Da qui l'inizio del percorso di dialisi, grazie al quale il 60enne era riuscito a riacquistare la vista: "Il problema era infatti dovuto a un'intossicazione interna, mentre con quelli di deambulazione ci convivo tutt'ora".

Pochi anni dopo, nel 1988, è arrivato il primo trapianto presso il Policlinico di Napoli. "È durato 6 anni, durante i quali mi sono sposato e ho avuto la fortuna di avere una figlia. Poi, purtroppo, per un semplice episodio febbrile, si è innescato un rigetto cronico che poco dopo mi ha portato di nuovo in dialisi".

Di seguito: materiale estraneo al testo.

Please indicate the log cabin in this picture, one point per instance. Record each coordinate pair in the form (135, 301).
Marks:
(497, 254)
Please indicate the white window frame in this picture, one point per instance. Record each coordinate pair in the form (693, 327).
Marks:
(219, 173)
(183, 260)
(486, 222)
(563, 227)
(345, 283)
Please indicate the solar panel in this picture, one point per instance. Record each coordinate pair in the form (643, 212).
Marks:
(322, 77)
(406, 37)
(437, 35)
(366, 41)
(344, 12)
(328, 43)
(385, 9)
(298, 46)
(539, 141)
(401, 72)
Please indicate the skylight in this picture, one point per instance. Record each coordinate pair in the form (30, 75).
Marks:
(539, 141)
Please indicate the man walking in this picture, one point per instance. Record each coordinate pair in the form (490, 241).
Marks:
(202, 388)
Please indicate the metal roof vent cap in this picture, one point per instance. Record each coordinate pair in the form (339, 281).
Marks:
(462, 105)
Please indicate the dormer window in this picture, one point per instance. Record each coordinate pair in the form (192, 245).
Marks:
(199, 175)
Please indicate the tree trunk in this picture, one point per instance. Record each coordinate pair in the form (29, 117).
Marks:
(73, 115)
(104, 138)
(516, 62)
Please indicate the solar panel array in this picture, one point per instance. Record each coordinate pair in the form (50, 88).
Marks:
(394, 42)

Il percorso in questo caso è durato 9 anni e, ci racconta ancora Felice, "alla soglia dei 40 anni ero convinto che avrei convissuto a vita con questa cosa". E invece, dopo numerose visite ai centri di trapianto del Centro-Nord Italia e un viaggio fino a Boston, nel 2004, è arrivata una bella notizia.

"Sono stato chiamato a Novara e ho fatto un secondo trapianto che, fortunatamente, tutt'ora va alla grande. Certo, ci sono le dovute accortezze e una terapia da 25 compresse al giorno, ma tutto questo è secondario. – spiega – Ho preso bene tutto questo perché devo farlo, devo essere ottimista".

E aggiunge: "In questi anni sono diventato un volontario di vita, cerco di far capire la sua bellezza, perché merita di essere vissuta, a prescindere da tutto. E cerco di portare questo mio messaggio di positività a chi è in attesa di trapianto".

A chi non è ancora convinto riguardo alla donazione Felice dice: "Io porto il mio esempio, tutti potremmo essere più riceventi che donatori. Bisogna pensare che ‘dall'altra parte della barricata' potrebbe esserci una persona cara o noi stessi, in questo caso non vorremmo che tutti fossero donatori?"

E conclude: "Come dico sempre, se sono qui, se ho avuto la possibilità di avere una seconda vita, è perché qualcuno ha detto ‘sì' alla donazione".